I'm purposefully leaving out the bales of Ruskin criticism I've read this year, & singling out some titles of non-Ruskinian interest:
Ross Hair, Ronald Johnson’s Modernist Collage Poetry
Geoffrey Hill, Collected Critical Writings
Michael Löwy and Robert Sayre, Romanticism Against the Tide of Modernity
A. D. Nuttall, Dead from the Waist Down: Scholars and Scholarship in Literature and the Popular Imagination
(The Nuttall book officially counts as an intellectual romp; from the Casaubon of Middlemarch to Mark Pattison, his supposed model, to Pattison's own scholarly interest, the early modern humanist Isaac Casaubon.)

I read more fiction than usual, for whatever reasons – comfort food, I suppose. Much of it was ephemeral in the worst sense: reread trashy science fiction & fantasy from my junior high years; stacks of HG Wells and Jules Verne. I did read Erskine Childers's The Riddle of the Sands, which I highly recommend. And after being prodded to read Penelope Fitzgerald's The Blue Flower by more than one poet friend, I finally buckled down and did so, only to find it transcendently beautiful & deeply moving. So of course I read four more Fitzgerald books: each one different, each one perfect of its kind: Offshore, The Bookshop, The Gate of Angels, and The Golden Child.

And then there's poetry. This was the year of the anthologies, two of which I read straight thru – Christopher's Ricks's Oxford Book of English Verse and John Dixon Hunt's Oxford Book of Garden Verse – and several others I'm at various stages of. But these were a few of the outstanding titles – but only a few – among the maybe 80 or 90 collections of poetry I read for the first time this year:
Rae Armantrout, Money Shot
Dan Beachy-Quick, This Nest, Swift Passerine
Caroline Bergvall, Meddle English
Sean Bonney, The Commons
Cyrus Console, The Odicy
Chris Glomski, The Nineteenth Century and Other Poems
Geoffrey Hill, Clavics
Joseph Lease, Testify
John Matthias, Trigons
Lisa Robertson, R’s Boat
Jay Wright, Polynomials and Pollen: Parables, Proverbs, Paradigms, and Praise for Lois
Astonishingly enough, I seem to have read thru ten volumes of the Library Edition of Ruskin this year.
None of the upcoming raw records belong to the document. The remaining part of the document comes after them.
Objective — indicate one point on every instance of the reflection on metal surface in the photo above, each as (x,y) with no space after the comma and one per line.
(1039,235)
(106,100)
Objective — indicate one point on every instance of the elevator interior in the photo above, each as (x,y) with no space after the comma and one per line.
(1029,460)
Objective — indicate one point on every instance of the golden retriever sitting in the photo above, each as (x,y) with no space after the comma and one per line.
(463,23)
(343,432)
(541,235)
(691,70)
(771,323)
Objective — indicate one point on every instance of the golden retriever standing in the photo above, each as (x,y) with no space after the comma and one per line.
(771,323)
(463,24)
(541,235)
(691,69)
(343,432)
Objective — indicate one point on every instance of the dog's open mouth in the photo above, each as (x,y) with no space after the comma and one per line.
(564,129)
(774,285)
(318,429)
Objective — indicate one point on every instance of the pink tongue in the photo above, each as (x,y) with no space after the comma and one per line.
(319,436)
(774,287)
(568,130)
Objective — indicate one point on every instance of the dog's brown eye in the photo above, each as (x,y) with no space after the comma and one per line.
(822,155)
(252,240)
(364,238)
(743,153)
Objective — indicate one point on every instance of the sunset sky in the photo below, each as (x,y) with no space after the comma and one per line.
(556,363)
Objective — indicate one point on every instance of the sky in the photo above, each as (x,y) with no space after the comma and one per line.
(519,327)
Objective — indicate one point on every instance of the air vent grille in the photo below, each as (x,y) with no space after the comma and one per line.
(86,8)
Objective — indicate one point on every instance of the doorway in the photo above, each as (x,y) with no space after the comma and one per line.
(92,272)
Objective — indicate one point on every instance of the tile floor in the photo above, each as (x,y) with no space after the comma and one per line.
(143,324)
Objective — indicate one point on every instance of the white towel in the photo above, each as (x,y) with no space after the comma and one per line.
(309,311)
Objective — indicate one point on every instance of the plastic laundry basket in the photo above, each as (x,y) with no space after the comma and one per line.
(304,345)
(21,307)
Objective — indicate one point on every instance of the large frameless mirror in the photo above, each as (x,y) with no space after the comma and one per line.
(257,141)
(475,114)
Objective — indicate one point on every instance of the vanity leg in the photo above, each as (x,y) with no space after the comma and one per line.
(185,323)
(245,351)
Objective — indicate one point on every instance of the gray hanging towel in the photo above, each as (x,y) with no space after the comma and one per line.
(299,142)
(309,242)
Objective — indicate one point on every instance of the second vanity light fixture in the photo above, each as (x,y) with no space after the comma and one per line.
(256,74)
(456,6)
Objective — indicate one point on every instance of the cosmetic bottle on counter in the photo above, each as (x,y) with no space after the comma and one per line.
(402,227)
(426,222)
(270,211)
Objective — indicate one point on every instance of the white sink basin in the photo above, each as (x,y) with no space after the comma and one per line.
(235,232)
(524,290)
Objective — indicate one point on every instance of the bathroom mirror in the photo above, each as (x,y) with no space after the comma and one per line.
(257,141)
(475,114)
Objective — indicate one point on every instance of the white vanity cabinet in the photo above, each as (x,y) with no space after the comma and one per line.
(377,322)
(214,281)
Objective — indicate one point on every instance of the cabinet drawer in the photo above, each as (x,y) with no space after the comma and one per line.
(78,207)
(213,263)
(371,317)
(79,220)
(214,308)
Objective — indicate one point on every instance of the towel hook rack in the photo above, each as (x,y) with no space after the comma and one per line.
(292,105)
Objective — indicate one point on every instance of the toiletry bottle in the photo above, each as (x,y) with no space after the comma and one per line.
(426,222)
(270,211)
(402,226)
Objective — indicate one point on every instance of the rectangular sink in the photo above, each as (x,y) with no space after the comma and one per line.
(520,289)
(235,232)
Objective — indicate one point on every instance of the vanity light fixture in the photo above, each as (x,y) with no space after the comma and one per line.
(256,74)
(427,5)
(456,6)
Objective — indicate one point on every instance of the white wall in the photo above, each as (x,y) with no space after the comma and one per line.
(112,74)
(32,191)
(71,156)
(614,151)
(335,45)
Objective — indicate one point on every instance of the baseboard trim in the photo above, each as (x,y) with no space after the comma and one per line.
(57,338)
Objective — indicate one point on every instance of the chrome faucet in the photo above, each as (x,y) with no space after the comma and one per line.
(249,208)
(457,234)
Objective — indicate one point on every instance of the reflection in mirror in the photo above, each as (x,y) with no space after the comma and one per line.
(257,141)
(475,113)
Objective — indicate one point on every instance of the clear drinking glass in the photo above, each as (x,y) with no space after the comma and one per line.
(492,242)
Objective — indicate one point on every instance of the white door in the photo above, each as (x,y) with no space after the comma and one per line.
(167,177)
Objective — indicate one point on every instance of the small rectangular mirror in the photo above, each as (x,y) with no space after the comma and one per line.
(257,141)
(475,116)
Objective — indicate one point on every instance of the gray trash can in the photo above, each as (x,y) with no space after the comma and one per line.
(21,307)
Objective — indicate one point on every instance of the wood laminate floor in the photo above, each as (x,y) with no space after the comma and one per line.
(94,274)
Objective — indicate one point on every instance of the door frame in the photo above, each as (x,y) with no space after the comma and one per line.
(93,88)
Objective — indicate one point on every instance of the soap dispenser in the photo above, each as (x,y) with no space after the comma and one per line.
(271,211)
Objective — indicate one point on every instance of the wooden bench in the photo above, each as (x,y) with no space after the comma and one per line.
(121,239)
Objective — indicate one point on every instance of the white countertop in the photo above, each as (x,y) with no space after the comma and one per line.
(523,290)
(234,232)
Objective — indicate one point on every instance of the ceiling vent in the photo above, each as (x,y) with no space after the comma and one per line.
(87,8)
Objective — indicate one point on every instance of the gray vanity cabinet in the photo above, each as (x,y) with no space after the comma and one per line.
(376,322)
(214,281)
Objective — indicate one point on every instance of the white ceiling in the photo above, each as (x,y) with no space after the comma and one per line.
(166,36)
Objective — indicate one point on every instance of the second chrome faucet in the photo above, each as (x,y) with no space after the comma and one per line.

But for some inexplicable reason, that fact doesn't do much to lift me out of my current slough of despond.

2 comments:

undine said...

Thanks for posting these suggestions, especially the endorsement for _The Victorians_, which sounds like fun.

bill sherman said...

hmmm..Ralph Maud's Olson bio isn't really anti-Tom Clark, just anti-Tom Clark's bio of Olson, most specifically the TONE of Clark's book.